Convolution layer: the function of the convolutional layer of CNN is to extract the features of the input data. The convolution layer contains a plurality of convolution kernels for extracting the fundamental features of the image. The more the convolution kernels, the more the extracted feature information, so that the convolution layer is abstract and the higher-order features are rich. And carrying out convolution operation on the fingerprint image to obtain feature mapping. The convolution operation is shown in the formula:
in the formula, S is the identification of feature mapping, and the coordinates of the feature mapping are (x, y). K is convolution kernel, I is a two-dimensional matrix formed by image pixel values input by convolution operation, and (m, n) is convolution kernel coordinates. The convolution layer parameters include convolution kernel size, step size, and padding, which together determine the size of the feature map of the convolution layer output. The larger the convolution kernel, the more complex the extracted input features. The convolution kernel of the CNN model of the invention is 3×3, and the step length is 1.

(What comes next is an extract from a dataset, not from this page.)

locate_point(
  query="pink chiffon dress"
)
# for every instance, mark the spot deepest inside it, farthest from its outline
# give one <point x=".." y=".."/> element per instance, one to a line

Activation function: the output and input of each layer in the CNN are linear, however, the actual processed data is non-linear. To solve such a problem, an activation function is added on each of the convolution and pooling layers. The method mainly maps the characteristics to a high-dimensional nonlinear interval for explanation, and solves the problem that the linear model cannot solve. Common activation functions include Sigmoid functions and ReLU functions. The method solves the problem of gradient disappearance by using the ReLU function, and simplifies the calculation process. ReLU with function resolution of
f(x)=max(0,x) (4)
Pooling layer: the pooling layer of CNN consists of pooling functions. The role of the pooling layer is to reduce the dimensionality of each feature map without losing too much important information, the pooling layer being sandwiched between successive convolution layers, compressing the amount of data and the number of parameters to reduce the overfitting. The pooling layer may reduce the time complexity by reducing the number of operations of the next convolutional layer or full-connectivity layer. Among the various methods of configuring the pooling layer, the present invention employs a max-pooling method to extract the maximum value in the sliding window.
Full tie layer: the full connection layer maps the learned features to a mark space of the sample, and classifies the data after feature extraction. The local features extracted by the convolution layer and the pooling layer are input into a traditional neural network and are classified by matching with an output layer. Dropout functions are introduced into the full connection layer, so that overfitting in the training process is prevented, and the generalization capability of the model is improved.
The effectiveness of the algorithm of the present invention is verified by specific experimental data as follows.
The present invention uses the publicly available ujiindioorloc dataset to evaluate and analyze the performance of the proposed system. The ujiindorloc database is a commonly used reference database that compares different indoor positioning methods based on Wi-Fi fingerprints. These data were collected from three different buildings at Jaume I university, with 4 or more floors ujiindiorpoc containing 21048 Wi-Fi fingerprint samples, containing 19937 training set samples and 1111 test set samples, collected from more than 20 users and using 25 different devices for 4 months in 933 Reference Points (RP). Each fingerprint can be identified by a location tag, including a building ID (0, 1,2, floor ID (0, 1,2, 3, 4) and latitude and longitude coordinates, each sample in the database is characterized by 520WAP and corresponding RSSI, with a signal ranging from-104 dBm to 0dBm +100 indicating an undetected access point.
Table 1 dataset attributes
CNNs typically process images, which requires that the trained fingerprint data be converted to "fingerprint images" prior to input as CNNs, in contrast to traditional machine-learned fingerprint recognition methods. To match the input of the CNN, a given RSSI vector needs to be generated into a suitable input structure, and the CNN classifier needs a two-dimensional array as input. Thus, a given one-dimensional array is created as a two-dimensional array, adding virtual values without affecting the one-dimensional array vector. As shown in table 2, the 520 APs in the original dataset add 9 virtual APs, and add all their RSSI values to +100, which is the undetected value.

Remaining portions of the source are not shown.